Disclaimer. Don't rely on these old notes in lieu of reading the literature, but they can jog your memory. As a grad student long ago, my peers and I collaborated to write and exchange summaries of political science research. I posted them to a wiki-style website. "Wikisum" is now dead but archived here. I cannot vouch for these notes' accuracy, nor can I even say who wrote them. If you have more recent summaries to add to this collection, send them my way I guess. Sorry for the ads; they cover the costs of keeping this online.
Conover and Feldman. 1981. The origins and meaning of liberal/conservative self-identifications. American Journal of Political Science 25 (November): 617-.

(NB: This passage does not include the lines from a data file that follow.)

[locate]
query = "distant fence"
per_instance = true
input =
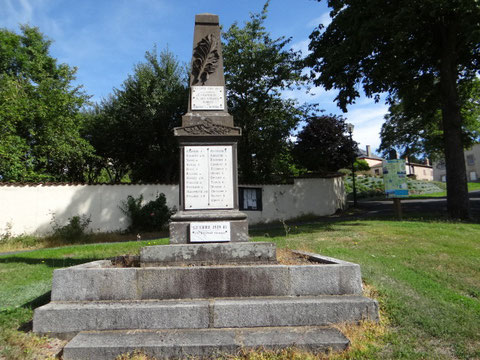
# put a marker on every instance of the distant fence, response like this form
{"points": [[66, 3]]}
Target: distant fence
{"points": [[30, 208]]}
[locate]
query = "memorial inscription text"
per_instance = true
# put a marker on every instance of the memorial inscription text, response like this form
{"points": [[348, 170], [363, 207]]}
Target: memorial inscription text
{"points": [[208, 177], [208, 98]]}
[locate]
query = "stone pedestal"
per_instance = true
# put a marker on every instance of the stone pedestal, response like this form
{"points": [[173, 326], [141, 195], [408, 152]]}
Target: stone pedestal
{"points": [[208, 209]]}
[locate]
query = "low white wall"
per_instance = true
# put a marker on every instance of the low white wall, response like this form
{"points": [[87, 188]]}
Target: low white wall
{"points": [[29, 209], [306, 196]]}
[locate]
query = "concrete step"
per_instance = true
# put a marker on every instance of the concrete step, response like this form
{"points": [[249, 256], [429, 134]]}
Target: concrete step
{"points": [[65, 319], [184, 343], [208, 254], [100, 281]]}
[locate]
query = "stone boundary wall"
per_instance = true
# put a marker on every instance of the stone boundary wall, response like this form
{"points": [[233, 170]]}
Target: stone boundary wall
{"points": [[30, 208]]}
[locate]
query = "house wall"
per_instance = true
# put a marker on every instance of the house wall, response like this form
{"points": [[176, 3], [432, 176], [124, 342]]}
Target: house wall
{"points": [[371, 162], [472, 163], [29, 209], [421, 172]]}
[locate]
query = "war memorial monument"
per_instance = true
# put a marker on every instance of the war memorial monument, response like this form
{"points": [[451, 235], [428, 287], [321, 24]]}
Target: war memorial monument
{"points": [[210, 291]]}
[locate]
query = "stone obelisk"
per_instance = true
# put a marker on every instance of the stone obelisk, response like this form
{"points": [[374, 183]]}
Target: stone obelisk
{"points": [[208, 209]]}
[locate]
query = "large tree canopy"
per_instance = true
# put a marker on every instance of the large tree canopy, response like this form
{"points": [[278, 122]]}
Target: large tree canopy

Conservatives and liberals aren't just looking at different sides of the same coin; they're using completely different currencies. Loving conservatives doesn't require hating liberals--it's not bipolar. Rather, we base our evaluations of liberals and conservatives on affective evaluations of symbols (groups, ideas, maybe policies) associated with each group. For example, I evaluate liberals based on my feelings about NARAL, Martin Luther King, and peaceniks; I evaluate conservatives based on my feelings about the NRA, Iraq, and evangelicals. In fact, cognitive (issue-based) evaluations play second fiddle to these symbolic evaluations when I judge each side.
Since we judge liberals and conservatives by referencing different symbols, people's evaluations of liberals and conservatives are not necessarily negatively correlated.
Compare with Ansolaberehe and Iyengar's (1994) "issue ownership" argument.